How much boost?power can I expect to run with 3 inch exhaust and stock intercooler?Also what is stock boost on the ca?7 or 8 lbs maybe?


----------



## vsp3c (May 15, 2003)

on a stock intercooler, not much..you could still run 12psi or higher but you may run into some problems.. at 12psi, it's gonna get pretty hot.


----------



## Joel (Jun 11, 2003)

93blackSER said:


> i havent personally done so myself, but i have read and have seen dyno charts of cars with that set-up. maybe some people have lied, i dont know. give some money and i'll get a CA and try it


There you go. I have done it.
I have noticed a trend that US dynos read a lot higher than Aussie dynos though. The proof is in the quarter mile.


----------



## OPIUM (Aug 18, 2002)

Joel said:


> Have you actually seen the T25??? Its tiny!!!



I have.. but for those who haven't.... here are some pics. Turbo is from a redtop SR.



















anyone have pics of a T28 with a ruler next to it? I don't come into contact with T28's that often.. just want to see the difference besides the obvious.


----------



## 93blackSER (Feb 1, 2003)

Joel said:


> The proof is in the quarter mile.


very true. i second that. but then again, there is always the problem with traction and a poor driver....


----------



## Kelso (Apr 29, 2003)

yea i agree...when your on the track, the driver makes a huge difference. if the owner of the car cant even handle 200 at the wheels, the 1/4 is gonna suck ass. the dyno cant really lie about how much power you put down...can it?


----------



## Joel (Jun 11, 2003)

Opium - thats a T25G not a T25. The T25 is smaller again!!!


----------



## Joel (Jun 11, 2003)

Kelso said:


> yea i agree...when your on the track, the driver makes a huge difference. if the owner of the car cant even handle 200 at the wheels, the 1/4 is gonna suck ass. the dyno cant really lie about how much power you put down...can it?


It wont lie if every other car you compare it to was done on the same dyno.


----------



## OPIUM (Aug 18, 2002)

Joel said:


> Opium - thats a T25G not a T25. The T25 is smaller again!!!
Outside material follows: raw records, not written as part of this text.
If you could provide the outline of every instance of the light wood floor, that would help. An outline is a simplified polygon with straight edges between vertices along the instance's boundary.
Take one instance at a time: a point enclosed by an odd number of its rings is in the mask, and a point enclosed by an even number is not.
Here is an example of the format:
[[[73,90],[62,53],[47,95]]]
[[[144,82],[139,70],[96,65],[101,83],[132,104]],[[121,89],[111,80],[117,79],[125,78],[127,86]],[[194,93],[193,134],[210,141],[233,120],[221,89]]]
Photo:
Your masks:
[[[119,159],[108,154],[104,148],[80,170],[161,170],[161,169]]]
yeah the blades on the T25 are the equivalent to a USD 50cent coin. I had one on my FF DET.So the tiny! hahaha 

no pics of that turbo though


----------



## vsp3c (May 15, 2003)

OPIUM said:


>


i never knew they were so small!!!!!!!!! my friggin testicle is bigger than that  how do those things make power?????!!!!!!!!11 

clearly, hks spl t51r is the way to go


----------



## Kelso (Apr 29, 2003)

http://www.hostdub.com/albums/Trevahhhh/000_0037_002.thumb.jpg

heres a picture of my brothers new turbo next to a cd. massive.


----------